By: --- (---.delete@this.redheron.com), June 5, 2022 6:12 pm
Room: Moderated Discussions
⚛ (0xe2.0x9a.0x9b.delete@this.gmail.com) on June 4, 2022 11:39 am wrote:
> Peter Lewis (peter.delete@this.notyahoo.com) on June 1, 2022 3:55 pm wrote:
> It is possible that in the near future it will become clear that CPU performance is determined
> by the number of [conditional] branches successfully predicted per cycle - and not by whether
> the CPU's compiler/user interface uses a fixed-length or a variable-length encoding.
This is a great point, a rare example of skating to where the puck will be rather than where it was thirty years ago.
As regards ISA, the obvious question, then, is what can ISA do to improve this situation?
- predicates/CMOV/CSEL. I have zero interest in relitigating this for the n'th time, I'll just state that if you want to avoid many *difficult to predict* branches, this is one technology to do so; and if one is upset about the cases where this is a bad technology choice because of lengthening the critical path, then the place to complain/fix it is in the compiler (*difficult to predict* branches!!!) not in saying that they should not be used.
- convert simple branches (eg compare followed by one or two instructions) to predicates. This is the micro-architecture solution if the compiler just cannot get its act together.
The IBM patent on this expires soon (or maybe already has, it's 2021 or 2022) and this tech coupled to a confidence predictor again solves some of the problem. This solution works easily for standard (4byte sized) RISC; for x86 branches I don't know, I would guess trickier but feasible.
- a dark horse is ARM's new (v8.8) Branch Consistent (BC) instruction. Does anyone know the backstory behind this (like is it from within ARM or an Apple suggestion or ???)
It's somewhat vaguely described (and much may be in the hands of the implementer) but my simple-minded reading of it is that it's a way to move the easy branches (as always, assuming the compiler can get its act together...) out of the fancy branch machinery to much simpler branch machinery, so that the few really hard branches can have much more tech thrown at them.
But the reliance on the compiler is the Achilles' heel; I suspect anyone thinking of actually going down this path might be better off just implementing an aggressive branch confidence tracker and using that to move branches between the easy machinery and the fancy machinery.
> Peter Lewis (peter.delete@this.notyahoo.com) on June 1, 2022 3:55 pm wrote:
> It is possible that in the near future it will become clear that CPU performance is determined
> by the number of [conditional] branches successfully predicted per cycle - and not by whether
> the CPU's compiler/user interface uses a fixed-length or a variable-length encoding.
This is a great point, a rare example of skating to where the puck will be rather than where it was thirty years ago.
As regards ISA, the obvious question, then, is what can ISA do to improve this situation?
- predicates/CMOV/CSEL. I have zero interest in relitigating this for the n'th time, I'll just state that if you want to avoid many *difficult to predict* branches, this is one technology to do so; and if one is upset about the cases where this is a bad technology choice because of lengthening the critical path, then the place to complain/fix it is in the compiler (*difficult to predict* branches!!!) not in saying that they should not be used.
- convert simple branches (eg compare followed by one or two instructions) to predicates. This is the micro-architecture solution if the compiler just cannot get its act together.
The IBM patent on this expires soon (or maybe already has, it's 2021 or 2022) and this tech coupled to a confidence predictor again solves some of the problem. This solution works easily for standard (4byte sized) RISC; for x86 branches I don't know, I would guess trickier but feasible.
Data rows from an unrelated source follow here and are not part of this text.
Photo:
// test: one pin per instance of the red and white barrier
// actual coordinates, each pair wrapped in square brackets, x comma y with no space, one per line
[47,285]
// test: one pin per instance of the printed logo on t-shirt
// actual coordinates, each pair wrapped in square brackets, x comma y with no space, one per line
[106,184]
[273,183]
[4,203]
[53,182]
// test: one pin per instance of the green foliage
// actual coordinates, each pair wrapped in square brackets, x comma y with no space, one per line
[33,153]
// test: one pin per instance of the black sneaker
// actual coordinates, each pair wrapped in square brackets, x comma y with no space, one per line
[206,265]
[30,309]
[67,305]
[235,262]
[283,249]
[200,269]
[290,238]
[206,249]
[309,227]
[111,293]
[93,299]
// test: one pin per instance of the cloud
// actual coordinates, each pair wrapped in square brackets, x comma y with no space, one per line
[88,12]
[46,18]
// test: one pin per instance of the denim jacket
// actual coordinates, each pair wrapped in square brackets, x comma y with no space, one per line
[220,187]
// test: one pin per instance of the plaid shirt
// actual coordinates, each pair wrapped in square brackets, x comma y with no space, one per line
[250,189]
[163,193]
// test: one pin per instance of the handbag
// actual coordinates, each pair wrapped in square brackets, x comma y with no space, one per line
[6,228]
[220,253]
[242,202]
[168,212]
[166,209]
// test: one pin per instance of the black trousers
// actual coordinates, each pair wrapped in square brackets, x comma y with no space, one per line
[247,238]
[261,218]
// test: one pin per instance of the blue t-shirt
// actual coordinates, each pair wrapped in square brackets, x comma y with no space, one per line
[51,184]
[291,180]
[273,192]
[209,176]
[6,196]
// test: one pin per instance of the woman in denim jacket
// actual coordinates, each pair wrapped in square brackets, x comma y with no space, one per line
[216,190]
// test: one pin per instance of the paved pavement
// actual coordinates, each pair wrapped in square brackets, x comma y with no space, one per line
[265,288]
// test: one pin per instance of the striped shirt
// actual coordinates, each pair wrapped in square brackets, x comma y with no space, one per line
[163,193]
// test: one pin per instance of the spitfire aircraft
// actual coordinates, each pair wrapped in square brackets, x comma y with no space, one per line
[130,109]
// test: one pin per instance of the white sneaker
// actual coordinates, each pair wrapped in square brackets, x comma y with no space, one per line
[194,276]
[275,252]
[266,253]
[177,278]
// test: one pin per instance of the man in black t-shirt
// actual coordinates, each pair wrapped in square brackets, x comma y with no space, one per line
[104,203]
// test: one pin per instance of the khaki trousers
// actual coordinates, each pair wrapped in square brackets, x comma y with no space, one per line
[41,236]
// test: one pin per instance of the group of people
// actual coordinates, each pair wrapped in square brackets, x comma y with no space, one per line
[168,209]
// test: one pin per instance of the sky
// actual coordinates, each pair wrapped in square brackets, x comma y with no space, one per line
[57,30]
- a dark horse is ARM's new (v8.8) Branch Consistent (BC) instruction. Does anyone know the backstory behind this (like is it from within ARM or an Apple suggestion or ???)
It's somewhat vaguely described (and much may be in the hands of the implementer) but my simple-minded reading of it is that it's a way to move the easy branches (as always, assuming the compiler can get its act together...) out of the fancy branch machinery to much simpler branch machinery, so that the few really hard branches can have much more tech thrown at them.
But the reliance on the compiler is the Achilles' heel; I suspect anyone thinking of actually going down this path might be better off just implementing an aggressive branch confidence tracker and using that to move branches between the easy machinery and the fancy machinery.